Il Qatar e la Turchia, di fatto intermediatori tra USA e Talebani, stanno già esercitando un ruolo importante lavorando tra l’altro per il ripristino della piena operatività dell’aereoporto di Kabul. L’Iran che ha ben presto incominciato a vendere petrolio ai Talebani, e che sembra avere ricevuto sufficienti garanzie per ciò che concerne la minoranza sciita nel Paese, sembra anch’essa avviata ad un riconoscimento.

L’Occidente è costretto a trattare e a cooperare in una certa misura con i Talebani, ma un riconoscimento formale sembra di là da venire.

In questo gioco diplomatico è chiaro che due elementi saranno importanti: da un lato la capacità di ricattare economicamente un paese allo stremo dal punto di vista economico, che si giocheranno le potenze occidentali, in particolare gli USA – che hanno ancora del personale in Afghanistan, ma che deve uscire dal Paese – e la questione dei profughi, per ora ospitati principalmente in Pakistan ed in Iran, oltre che temporaneamente in alcune delle ex repubbliche sovietiche.
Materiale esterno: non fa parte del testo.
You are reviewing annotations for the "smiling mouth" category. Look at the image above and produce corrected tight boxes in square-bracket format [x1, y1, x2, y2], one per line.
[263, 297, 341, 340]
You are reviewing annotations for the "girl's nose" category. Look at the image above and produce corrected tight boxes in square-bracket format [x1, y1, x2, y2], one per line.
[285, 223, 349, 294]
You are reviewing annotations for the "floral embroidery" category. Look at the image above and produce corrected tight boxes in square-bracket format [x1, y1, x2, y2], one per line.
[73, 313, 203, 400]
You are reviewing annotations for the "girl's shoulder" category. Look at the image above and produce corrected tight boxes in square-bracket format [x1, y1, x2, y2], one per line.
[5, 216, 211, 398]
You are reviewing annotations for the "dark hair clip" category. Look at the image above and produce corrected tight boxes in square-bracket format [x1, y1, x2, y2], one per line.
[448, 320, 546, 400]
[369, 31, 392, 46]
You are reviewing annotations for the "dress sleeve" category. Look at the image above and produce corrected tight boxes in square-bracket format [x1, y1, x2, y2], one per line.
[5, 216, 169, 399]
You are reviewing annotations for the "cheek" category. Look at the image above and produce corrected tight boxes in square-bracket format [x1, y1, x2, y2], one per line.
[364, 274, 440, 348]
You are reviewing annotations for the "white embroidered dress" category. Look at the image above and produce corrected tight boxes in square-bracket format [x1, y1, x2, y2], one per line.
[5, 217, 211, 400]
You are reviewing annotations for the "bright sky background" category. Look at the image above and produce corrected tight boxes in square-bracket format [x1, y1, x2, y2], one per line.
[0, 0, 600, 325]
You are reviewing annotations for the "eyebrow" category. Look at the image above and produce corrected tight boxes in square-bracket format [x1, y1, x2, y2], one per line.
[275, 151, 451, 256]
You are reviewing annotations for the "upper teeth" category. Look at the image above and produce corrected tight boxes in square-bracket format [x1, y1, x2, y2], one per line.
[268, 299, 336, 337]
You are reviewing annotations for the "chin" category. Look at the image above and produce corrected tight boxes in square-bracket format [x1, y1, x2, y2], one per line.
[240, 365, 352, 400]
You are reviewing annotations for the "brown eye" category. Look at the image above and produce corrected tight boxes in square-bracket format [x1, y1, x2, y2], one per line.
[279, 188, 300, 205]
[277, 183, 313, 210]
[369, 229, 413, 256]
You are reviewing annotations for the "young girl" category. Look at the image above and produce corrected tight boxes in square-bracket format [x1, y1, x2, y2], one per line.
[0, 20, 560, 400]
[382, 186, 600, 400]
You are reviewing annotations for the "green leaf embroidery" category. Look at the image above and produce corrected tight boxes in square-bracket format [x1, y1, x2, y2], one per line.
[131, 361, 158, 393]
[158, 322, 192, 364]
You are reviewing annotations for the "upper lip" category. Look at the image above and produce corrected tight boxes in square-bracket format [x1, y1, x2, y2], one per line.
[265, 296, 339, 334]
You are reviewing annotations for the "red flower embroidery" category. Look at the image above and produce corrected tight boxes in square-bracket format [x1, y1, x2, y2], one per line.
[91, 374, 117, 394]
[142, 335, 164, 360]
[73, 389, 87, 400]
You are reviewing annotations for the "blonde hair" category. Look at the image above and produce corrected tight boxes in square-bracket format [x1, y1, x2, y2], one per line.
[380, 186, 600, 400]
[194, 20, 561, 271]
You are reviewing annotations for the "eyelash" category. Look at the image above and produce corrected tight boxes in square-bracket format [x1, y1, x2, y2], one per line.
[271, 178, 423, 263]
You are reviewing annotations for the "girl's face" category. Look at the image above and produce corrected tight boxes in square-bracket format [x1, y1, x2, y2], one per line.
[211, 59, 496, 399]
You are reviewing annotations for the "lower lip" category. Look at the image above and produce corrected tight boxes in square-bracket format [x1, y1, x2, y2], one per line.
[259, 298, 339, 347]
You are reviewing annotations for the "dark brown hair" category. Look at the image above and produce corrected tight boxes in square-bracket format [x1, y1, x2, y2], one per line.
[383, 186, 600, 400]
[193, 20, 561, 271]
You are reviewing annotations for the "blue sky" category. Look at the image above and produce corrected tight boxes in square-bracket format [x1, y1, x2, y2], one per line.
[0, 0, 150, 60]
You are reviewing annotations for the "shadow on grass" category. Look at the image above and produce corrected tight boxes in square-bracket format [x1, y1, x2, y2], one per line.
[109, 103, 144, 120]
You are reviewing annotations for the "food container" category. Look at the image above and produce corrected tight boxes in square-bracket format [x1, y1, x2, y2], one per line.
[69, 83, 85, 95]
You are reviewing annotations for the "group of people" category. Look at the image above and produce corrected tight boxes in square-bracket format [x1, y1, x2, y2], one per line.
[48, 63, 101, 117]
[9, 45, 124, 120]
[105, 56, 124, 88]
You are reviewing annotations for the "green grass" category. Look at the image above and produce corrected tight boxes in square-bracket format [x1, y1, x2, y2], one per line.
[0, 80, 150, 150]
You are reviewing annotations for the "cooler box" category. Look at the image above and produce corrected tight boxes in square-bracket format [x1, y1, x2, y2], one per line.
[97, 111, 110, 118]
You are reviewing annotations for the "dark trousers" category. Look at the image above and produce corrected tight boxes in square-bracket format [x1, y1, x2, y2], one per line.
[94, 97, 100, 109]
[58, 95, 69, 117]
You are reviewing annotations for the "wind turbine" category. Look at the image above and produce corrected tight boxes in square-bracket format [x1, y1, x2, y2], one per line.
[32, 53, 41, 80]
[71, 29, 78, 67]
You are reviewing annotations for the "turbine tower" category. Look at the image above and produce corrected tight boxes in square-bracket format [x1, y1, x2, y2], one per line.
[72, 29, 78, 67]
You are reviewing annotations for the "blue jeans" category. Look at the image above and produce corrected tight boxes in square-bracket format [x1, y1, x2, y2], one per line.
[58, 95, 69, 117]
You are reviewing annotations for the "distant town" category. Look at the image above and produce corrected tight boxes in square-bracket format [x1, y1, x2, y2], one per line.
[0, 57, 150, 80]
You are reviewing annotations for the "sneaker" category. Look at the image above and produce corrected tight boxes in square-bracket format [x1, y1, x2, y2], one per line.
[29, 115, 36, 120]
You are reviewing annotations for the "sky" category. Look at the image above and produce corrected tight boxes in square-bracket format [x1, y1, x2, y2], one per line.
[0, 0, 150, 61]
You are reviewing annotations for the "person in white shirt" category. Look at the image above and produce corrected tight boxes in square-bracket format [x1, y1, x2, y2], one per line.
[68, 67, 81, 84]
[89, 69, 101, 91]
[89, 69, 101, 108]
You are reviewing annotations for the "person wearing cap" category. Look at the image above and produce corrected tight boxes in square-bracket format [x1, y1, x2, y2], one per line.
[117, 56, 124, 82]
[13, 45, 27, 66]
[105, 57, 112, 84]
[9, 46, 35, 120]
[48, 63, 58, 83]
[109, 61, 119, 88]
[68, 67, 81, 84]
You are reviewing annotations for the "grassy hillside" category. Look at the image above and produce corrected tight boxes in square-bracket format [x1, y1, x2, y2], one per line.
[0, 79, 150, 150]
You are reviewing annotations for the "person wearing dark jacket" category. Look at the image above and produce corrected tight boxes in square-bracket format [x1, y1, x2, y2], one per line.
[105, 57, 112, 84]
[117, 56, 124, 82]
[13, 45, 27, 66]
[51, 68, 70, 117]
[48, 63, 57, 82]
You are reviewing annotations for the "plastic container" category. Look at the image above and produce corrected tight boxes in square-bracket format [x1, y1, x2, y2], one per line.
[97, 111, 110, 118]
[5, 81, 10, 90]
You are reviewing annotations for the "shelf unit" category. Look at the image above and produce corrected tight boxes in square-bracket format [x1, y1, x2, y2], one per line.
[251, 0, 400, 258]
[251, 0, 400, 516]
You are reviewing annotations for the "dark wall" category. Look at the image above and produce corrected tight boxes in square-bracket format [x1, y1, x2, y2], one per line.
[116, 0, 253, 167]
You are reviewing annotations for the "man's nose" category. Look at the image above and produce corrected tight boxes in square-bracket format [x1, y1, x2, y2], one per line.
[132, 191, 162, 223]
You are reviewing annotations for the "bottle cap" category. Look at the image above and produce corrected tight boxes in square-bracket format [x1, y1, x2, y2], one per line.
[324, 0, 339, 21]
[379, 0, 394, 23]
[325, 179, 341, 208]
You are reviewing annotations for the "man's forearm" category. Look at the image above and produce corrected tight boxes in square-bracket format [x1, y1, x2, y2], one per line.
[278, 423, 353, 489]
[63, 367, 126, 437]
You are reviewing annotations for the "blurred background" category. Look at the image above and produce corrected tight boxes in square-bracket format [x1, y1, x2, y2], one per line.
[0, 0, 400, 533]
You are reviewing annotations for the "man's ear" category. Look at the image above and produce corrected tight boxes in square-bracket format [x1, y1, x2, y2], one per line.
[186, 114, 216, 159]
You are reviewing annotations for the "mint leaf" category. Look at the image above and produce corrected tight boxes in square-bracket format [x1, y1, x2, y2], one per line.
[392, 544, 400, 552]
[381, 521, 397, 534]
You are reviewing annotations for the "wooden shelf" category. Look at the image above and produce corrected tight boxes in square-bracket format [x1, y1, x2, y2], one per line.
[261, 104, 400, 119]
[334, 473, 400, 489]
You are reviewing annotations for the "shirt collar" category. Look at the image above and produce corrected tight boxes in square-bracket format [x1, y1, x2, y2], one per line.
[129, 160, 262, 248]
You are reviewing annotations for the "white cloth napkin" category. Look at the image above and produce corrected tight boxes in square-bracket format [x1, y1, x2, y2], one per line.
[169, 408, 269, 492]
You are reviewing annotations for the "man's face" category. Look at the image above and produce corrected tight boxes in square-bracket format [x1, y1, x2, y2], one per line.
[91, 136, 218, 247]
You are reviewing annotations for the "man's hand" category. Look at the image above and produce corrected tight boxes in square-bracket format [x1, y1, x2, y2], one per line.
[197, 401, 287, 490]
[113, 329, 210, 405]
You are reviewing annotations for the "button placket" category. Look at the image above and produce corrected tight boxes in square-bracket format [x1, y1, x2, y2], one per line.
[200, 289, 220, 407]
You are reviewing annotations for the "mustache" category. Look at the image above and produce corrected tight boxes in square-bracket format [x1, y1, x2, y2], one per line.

A qualche giorno dall’11 settembre, per una vasta fetta dell’opinione pubblica in Occidente sembra comunque non facilmente metabolizzabile  la sconfitta subita sul campo in Afghanistan ed il fatto che a Kabul sono tornati a comandare gli stessi – anche fisicamente – che avevano governato il Paese ed erano stati tra i primi obiettivi della “guerra al terrore”.

Ma la catastrofe militare ha mostrato con forza quanto fossero spudorate le menzogne che avevano caratterizzato la narrazione ufficiale della più lunga guerra statunitense e dell’Alleanza Atlantica.

I fattori di criticità permangono, nonostante la vittoria nel Panshir, che segna comunque una discontinuità nella storia del Paese degli ultimi 40 anni, e l’equilibrio trovato tra le varie componenti dei Talebani, dovuto sia a fattori interni – come la possibile escalation della galassia jihadista anti-talebana – e le mobilitazioni contro il Nuovo Ordine Talebano specie nelle aeree urbane, sia a fattori esterni come le relazioni internazionali.